Since the jQuery methods measure the first matched element, the above image reflects where that specific element’s padding, border, and margins make a difference in the number of pixels returned.  Since there is only one document or window object, many of these measurements will return the same value.

Connect measurement objects to CSS media queries

Now that you understand what each JavaScript or jQuery object measures, you can use the same measurement(s) that your site’s media queries use to establish breakpoints.
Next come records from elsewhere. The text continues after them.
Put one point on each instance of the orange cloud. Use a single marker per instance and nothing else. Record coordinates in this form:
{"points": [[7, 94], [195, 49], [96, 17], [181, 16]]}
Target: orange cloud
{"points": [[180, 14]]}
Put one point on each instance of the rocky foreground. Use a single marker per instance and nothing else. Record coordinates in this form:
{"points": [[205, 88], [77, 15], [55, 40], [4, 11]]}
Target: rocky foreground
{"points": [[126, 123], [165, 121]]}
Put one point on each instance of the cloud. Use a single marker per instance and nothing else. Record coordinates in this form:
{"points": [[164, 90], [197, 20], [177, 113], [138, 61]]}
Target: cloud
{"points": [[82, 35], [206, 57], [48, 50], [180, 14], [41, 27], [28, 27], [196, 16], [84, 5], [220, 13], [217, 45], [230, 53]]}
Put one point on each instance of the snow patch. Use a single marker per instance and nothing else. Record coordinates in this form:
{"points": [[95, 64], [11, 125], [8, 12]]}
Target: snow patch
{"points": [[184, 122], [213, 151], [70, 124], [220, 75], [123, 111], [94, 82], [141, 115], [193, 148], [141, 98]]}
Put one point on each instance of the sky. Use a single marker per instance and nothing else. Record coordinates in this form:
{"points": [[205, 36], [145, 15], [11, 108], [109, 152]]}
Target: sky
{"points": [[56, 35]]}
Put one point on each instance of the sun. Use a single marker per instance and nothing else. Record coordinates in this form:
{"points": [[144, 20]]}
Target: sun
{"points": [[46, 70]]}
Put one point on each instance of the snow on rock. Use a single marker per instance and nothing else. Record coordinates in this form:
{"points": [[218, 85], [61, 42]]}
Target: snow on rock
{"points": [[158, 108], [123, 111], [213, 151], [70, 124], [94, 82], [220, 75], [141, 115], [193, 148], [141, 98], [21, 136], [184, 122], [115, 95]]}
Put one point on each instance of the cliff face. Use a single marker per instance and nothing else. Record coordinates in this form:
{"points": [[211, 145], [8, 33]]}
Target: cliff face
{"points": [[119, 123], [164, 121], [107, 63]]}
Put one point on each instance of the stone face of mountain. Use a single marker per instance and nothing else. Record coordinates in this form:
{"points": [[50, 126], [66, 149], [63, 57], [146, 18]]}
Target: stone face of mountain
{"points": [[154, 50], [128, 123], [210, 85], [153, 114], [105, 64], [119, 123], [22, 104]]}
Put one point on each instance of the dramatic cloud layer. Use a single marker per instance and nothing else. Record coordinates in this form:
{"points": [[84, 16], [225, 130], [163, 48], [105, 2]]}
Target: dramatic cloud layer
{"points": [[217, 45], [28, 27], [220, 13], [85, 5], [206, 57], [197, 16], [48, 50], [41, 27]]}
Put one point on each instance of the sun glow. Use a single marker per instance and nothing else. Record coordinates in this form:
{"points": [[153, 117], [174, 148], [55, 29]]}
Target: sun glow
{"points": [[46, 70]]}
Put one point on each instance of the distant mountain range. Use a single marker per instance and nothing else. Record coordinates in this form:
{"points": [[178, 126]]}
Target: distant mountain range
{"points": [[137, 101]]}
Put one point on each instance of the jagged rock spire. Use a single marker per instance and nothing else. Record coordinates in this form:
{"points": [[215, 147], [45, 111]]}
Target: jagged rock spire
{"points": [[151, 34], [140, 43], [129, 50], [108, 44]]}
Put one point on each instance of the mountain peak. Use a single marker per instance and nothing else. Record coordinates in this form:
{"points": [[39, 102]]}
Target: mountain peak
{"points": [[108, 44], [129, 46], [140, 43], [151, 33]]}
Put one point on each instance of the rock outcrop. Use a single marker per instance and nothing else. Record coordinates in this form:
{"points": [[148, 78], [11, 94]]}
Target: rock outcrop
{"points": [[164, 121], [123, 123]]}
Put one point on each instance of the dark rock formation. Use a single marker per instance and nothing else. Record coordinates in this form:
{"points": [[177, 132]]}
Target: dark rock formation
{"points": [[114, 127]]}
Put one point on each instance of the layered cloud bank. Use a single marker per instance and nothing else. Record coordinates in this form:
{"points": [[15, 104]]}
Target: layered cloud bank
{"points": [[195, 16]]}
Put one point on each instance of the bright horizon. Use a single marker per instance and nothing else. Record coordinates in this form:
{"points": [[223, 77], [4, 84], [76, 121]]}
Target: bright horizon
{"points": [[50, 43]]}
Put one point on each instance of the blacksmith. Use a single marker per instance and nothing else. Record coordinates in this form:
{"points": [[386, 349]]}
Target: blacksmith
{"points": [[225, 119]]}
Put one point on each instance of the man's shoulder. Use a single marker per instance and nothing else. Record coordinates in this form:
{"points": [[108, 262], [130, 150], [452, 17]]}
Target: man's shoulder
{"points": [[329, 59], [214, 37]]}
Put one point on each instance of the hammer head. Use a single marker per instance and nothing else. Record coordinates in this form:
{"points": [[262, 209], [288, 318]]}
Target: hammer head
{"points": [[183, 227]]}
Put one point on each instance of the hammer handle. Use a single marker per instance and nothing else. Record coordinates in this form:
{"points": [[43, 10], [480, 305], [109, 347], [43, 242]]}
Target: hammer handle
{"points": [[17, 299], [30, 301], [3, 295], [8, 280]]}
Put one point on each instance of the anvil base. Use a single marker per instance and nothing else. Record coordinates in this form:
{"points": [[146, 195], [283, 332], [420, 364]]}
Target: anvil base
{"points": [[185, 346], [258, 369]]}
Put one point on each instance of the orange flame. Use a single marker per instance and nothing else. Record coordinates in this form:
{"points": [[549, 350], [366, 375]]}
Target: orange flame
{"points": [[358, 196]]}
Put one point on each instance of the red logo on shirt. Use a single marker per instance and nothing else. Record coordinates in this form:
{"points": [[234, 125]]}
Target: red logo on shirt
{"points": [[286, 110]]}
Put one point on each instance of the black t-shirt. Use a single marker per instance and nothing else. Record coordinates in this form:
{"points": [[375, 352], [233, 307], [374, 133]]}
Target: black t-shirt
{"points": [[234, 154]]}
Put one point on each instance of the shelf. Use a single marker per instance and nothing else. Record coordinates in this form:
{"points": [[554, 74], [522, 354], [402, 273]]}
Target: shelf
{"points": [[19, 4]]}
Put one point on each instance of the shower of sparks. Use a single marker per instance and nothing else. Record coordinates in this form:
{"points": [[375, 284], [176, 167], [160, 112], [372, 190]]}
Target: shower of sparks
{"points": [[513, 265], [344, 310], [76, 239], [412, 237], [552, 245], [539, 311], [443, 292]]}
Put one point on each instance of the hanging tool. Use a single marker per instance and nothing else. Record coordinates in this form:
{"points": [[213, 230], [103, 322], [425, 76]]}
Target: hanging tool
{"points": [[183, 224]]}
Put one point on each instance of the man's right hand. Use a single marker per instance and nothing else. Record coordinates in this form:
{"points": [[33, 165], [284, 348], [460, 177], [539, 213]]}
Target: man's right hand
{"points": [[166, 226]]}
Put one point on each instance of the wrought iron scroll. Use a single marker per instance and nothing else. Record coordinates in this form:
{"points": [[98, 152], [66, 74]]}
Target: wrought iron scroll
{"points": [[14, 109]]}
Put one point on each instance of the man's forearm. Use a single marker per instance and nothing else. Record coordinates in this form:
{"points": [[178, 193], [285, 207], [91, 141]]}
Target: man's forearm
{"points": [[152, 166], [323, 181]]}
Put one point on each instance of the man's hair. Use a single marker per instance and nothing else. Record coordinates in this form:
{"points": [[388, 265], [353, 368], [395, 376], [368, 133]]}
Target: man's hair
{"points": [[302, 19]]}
Here are the most commonly used CSS attributes: 

Heights

Object

Code Type

Description

device-height CSS Device screen height (i.e. all physically visible stuff)
height CSS The current document's viewport height, minus taskbars, etc.
min-height CSS The minimum viewport height pixel amount at and above which the indicated styles take effect
max-height CSS The maximum viewport height pixel amount at and above which the indicated styles take effect

 

Widths

Object

Code Type

Description

device-width CSS Device screen width (i.e. all physically visible stuff)
width CSS The browser viewport width (minus vertical scroll bar)
min-width CSS The minimum viewport width pixel amount at and above which the indicated styles take effect
max-width CSS The maximum viewport width pixel amount at and above which the indicated styles take effect
 

Custom javascript audience targeting

Since we were able to align the JavaScript and jQuery definitions with the CSS attributes, it's straightforward to write a Custom JavaScript Audience condition that targets visitors who are viewing screen sizes above or below a given pixel count.

Copy and paste either of these code samples into the Custom Javascript box to create an audience condition that targets screen size: 

//target desktop viewports
//matches CSS media queries for height/width or max/min-height or
//-width
window.innerWidth > 1400 && window.innerHeight > 800
 
//target mobile phones
//matches CSS media queries using device-height and device-width
screen.width >= 320 && screen.width <= 480 && screen.height <= 640
 
 
Note:

It's best to set breakpoints and targeting conditions based on your design and not based on the device. The above examples use device measurements to illustrate how to write the Javascript audience condition.